Read Plaster City (A Jimmy Veeder Fiasco) Online
Authors: Johnny Shaw
“I was kidding.” I wasn’t.
Bobby tapped the shoulder of the guy nearest him.
The guy turned and gave Bobby a double take. “That your real hair? You look like Halle Berry in
X-Men
. Or Mex-men, I guess.”
From the look on Bobby’s face, he was doing everything in his power to not turn this guy’s face inside out with his fists. “I’m looking for Craig. You know him?”
“I’m at his house, ain’t I?”
“He around?”
The guy sized up Bobby and decided that he wasn’t worth bothering with anymore. “Somewhere in the back.”
Bobby and I squeezed through the makeshift dance floor that had formed in what was probably designed to be the dining room. The music’s epicenter, it thumped through unseen speakers. The men fist-pumped and air-fucked by themselves while the ladies danced with each other, ignoring the attempts of the men to join their circle. When one of the bros flung his head as we passed, his heavily chemicalled hair juice landed on my arm and stung like acid.
In the kitchen, an inch of liquid pooled on the floor. Bottles and Solo cups and limes and ice covered the counter. A cat with “Pussy” drawn on its side in lipstick drank water out of the clogged sink. Bobby opened the fridge, grabbed four beers, and handed me two. We each cracked one and tapped the necks in a silent toast.
“Nice restraint not killing the Mex-men dude back there,” I said.

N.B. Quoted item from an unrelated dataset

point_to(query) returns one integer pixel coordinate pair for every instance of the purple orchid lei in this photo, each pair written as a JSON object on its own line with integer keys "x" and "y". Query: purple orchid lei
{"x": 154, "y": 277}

“The things we do for our kids.”
The back room—probably referred to as the rumpus room—was bigger than the living room. It had the same
giant windows looking onto the golf course. I wondered how many times an errant golf ball slammed into one of the big panes.
Bobby stopped at the top of the three steps that led into the sunken room. “What the fuck is he doing here?” Bobby said.
“Who?”
I followed Bobby’s eyes through the sparser crowd.
“That can’t be good,” I said when I saw Tomás Morales.
I had known Tomás most of my life. He was Mr. Morales’s grandson and grew up across the street from me. A few years younger than me, but with no other neighbor kids to play with, we spent much of our youth together. He wasn’t that kid anymore. He operated a number of criminal enterprises in Mexicali that I knew about. His presence on this side of the border was not only rare but disconcerting. The rumors about his efforts to expand and get a foothold on the US side must have been true. The question was how Driskell fit into all of it.
The bottom line was that if it was profitable, Tomás was interested. He wielded his pragmatism like a weapon, never letting a nuisance like morality get in his way.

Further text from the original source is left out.